PELA DIGNIFICAÇÃO DOS POVOS COLONIZADOS - EM MOÇAMBIQUE - (III) - O PALADINO
Já por três vezes falei, aqui, de D. Manuel Vieira Pinto.
O primeiro texto – ‘Um Bispo de Coração Quente’ (20/10/2010) – iniciava com o diálogo relatado por Anselmo Borges:
“Porque é que Você, que é bispo, quando vem falar comigo, nunca fala de Deus e da religião, mas do povo, da defesa dos seus direitos e da sua dignidade?”, perguntou o presidente Samora Machel. – “Porque um Deus que precisasse da minha defesa seria um deus que não é Deus. Deus não precisa que O defendam. O Homem, sim”, respondeu D. Manuel”.
No segundo – ‘Na memória também se vive’ (26/6/2019) - evoquei a minha emoção, na Casa Sacerdotal, ao deparar-me (31/5/2019) com a sua debilidade. Que dor a minha ao ver num estado de absoluta prostração o sacerdote que mais me marcou a vida!... A última vez que o vira fora numa visita que, em 1974, com outros colegas do Porto, lhe fiz em Cartaxo após a expulsão de Moçambique.
O terceiro, por ocasião do seu falecimento (30/4/2020) - “Memórias de um Amigo” (3/6/2020) - terminava com um voto: “Que a memória não silencie quem nunca se deixou silenciar”.
Volto a relevar este ‘paladino de uma nova forma de ser Igreja”, a propósito do livro Moçambique…A Intervenção da Igreja Católica que venho citando. Limito-me a fazer eco da sua palavra.
1.º “Repensar a Guerra” – Homilia na catedral de Nampula, no Dia da Paz (1/1/1974)
- “Eu quero falar-vos uma vez mais da paz” (…)
- “Falar de paz em Moçambique, sem falar lealmente da guerra que o mancha de sangue, seria iludir o problema fundamental, seria aumentar a violência. “ (…) Enfrentemos a guerra e as interpelações que ela nos faz.”

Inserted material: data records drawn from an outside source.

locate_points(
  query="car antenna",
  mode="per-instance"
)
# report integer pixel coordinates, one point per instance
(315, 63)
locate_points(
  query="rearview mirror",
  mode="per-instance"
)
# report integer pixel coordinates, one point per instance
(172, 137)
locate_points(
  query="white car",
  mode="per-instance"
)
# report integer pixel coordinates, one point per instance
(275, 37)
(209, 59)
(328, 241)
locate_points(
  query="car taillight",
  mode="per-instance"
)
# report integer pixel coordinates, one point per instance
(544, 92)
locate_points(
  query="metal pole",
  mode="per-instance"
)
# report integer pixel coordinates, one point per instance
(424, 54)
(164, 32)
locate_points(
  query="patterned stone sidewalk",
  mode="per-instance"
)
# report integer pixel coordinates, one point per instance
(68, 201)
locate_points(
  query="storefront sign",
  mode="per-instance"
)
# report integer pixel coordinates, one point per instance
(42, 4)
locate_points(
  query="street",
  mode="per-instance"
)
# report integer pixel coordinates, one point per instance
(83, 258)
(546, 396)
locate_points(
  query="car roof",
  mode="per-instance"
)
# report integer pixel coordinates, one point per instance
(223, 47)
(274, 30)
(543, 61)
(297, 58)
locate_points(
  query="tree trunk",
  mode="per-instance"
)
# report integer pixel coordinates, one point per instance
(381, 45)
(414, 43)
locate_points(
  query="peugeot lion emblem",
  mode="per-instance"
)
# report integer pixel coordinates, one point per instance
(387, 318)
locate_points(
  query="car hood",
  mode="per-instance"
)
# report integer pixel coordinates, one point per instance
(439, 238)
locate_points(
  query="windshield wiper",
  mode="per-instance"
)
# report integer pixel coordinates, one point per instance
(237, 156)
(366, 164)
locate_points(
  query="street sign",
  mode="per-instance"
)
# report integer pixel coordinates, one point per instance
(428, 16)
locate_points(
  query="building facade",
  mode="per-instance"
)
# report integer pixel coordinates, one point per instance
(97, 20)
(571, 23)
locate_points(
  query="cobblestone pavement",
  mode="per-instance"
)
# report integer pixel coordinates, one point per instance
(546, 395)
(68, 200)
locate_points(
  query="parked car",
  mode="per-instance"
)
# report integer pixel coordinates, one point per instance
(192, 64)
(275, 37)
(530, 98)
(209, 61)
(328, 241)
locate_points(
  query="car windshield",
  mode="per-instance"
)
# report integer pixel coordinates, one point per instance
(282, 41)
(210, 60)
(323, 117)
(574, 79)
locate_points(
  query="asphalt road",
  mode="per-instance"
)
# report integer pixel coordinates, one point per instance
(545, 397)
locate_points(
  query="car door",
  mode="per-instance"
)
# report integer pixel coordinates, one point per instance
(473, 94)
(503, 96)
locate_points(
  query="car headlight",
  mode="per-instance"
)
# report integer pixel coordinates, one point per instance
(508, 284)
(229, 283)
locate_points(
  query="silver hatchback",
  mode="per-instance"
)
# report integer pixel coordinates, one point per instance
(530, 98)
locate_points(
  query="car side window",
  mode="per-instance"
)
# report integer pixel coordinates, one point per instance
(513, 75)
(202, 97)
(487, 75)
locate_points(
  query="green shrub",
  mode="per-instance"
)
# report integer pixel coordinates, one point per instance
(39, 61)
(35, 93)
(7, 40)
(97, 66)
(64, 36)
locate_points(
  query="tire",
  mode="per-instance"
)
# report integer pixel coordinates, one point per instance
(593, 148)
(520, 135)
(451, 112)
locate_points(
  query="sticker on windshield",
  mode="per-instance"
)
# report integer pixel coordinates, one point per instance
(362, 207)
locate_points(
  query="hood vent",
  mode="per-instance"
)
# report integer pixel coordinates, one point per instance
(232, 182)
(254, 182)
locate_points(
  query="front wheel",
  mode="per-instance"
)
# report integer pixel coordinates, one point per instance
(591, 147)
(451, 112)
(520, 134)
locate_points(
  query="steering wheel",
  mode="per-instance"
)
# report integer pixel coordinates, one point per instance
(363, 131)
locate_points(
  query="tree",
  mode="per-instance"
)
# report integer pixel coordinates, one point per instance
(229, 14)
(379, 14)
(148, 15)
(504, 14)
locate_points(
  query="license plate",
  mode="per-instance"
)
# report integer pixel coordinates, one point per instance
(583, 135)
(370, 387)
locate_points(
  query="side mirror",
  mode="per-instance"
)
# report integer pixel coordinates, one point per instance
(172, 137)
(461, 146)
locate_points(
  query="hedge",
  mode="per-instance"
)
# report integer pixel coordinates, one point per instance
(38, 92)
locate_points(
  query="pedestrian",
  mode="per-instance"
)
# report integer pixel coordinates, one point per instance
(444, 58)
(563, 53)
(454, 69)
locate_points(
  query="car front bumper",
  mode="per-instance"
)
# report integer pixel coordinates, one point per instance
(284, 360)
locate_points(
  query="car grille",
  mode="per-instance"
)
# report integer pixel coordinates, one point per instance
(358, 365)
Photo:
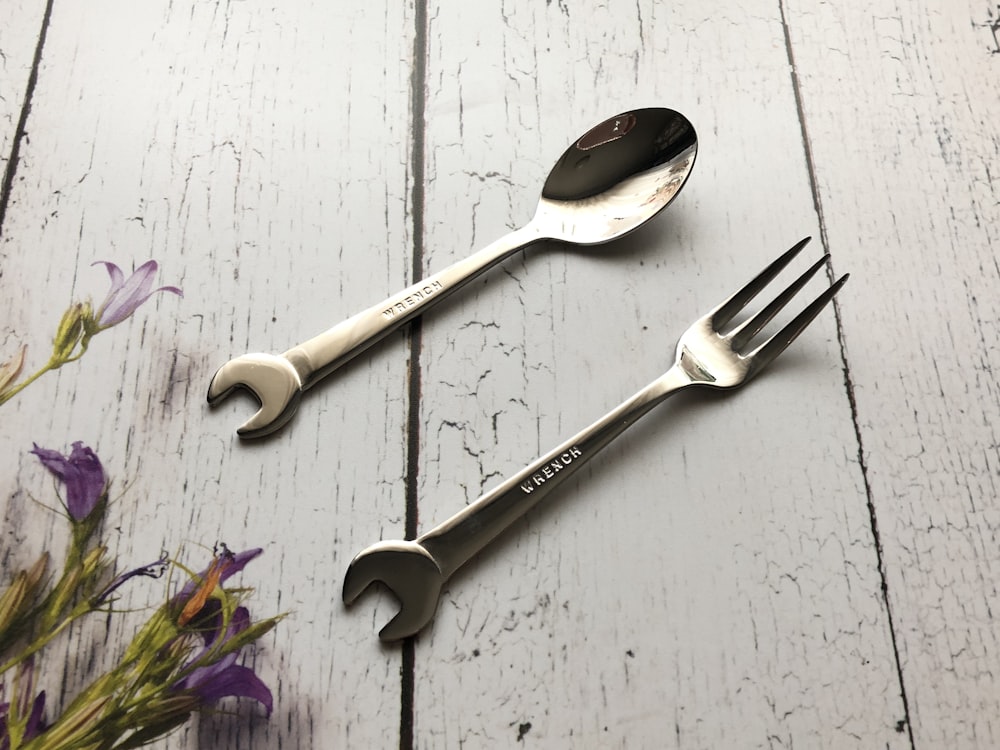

- A Igreja vê na autodeterminação política dos povos um sinal positivo do crescimento da consciência e da liberdade do Homem e dos povos e, ao mesmo tempo, um avanço no processo de libertação e de comunhão da humanidade em Jesus Cristo”.
- Se a paz e a guerra passam também por esse direito, falar da paz e da guerra, aqui e hoje, sem falar do direito de autodeterminação e do seu conteúdo, será certamente iludir um problema de fundo”.
(Nota: Vários padres do Porto fizeram desta a sua homilia, precisamente, no domingo anterior ao ‘25 de Abril’)
2. “Um imperativo de consciência” – Publicado em 2 de fevereiro de 1974.
Se a homilia anterior provocou um ‘tsunami’, a sua assinatura neste documento, elaborado pelos missionários e missionárias combonianos, originou a sua expulsão (14/4/1974).
- “Enviados para anunciar o Evangelho. (…) Com essa finalidade, passamos a anunciar as decisões que, em consciência, julgamos dever tomar.”
- A Igreja renuncia ao seu múnus profético:
.“Não reconhecendo que o povo de Moçambique tem o direito que lhe é conferido por Deus à sua própria identidade e a construir por si mesmo a sua história”.
. “Não iluminando acontecimentos graves tais como a guerra e suas consequências. Aceita uma situação de guerra, seguindo a orientação do Governo de que se trata de uma guerra imposta e não se preocupa em saber se, na verdade, se trata do esforço deste povo de Moçambique para chegar à sua identidade”.
3. “Carta de D. Manuel ao presidente Samora” – Escrita em 1986, denuncia “concretamente as violências que, neste momento, mais humilham e esmagam o Povo, que mais destroem o país e o enchem de vergonha e sangue: os massacres, as execuções sumárias, os assassínios indiscriminados, as crueldades e as torturas”.
“Como diz o Povo, ‘os homens da Renamo desprezam a matam’, ‘os homens da Frelimo desprezam e matam’. Uns e outros não têm pejo em assassinar (…) não sabem mais o que é o respeito pela vida, (…), por isso cometem assassínios a frio: a golpes de baioneta, golpes de martelo, de machado ou chicote; por decapitação, por esquartejamento, pelo fogo ou pelo enterramento das vítimas ainda vivas e obrigadas a abrir a sua própria cova.”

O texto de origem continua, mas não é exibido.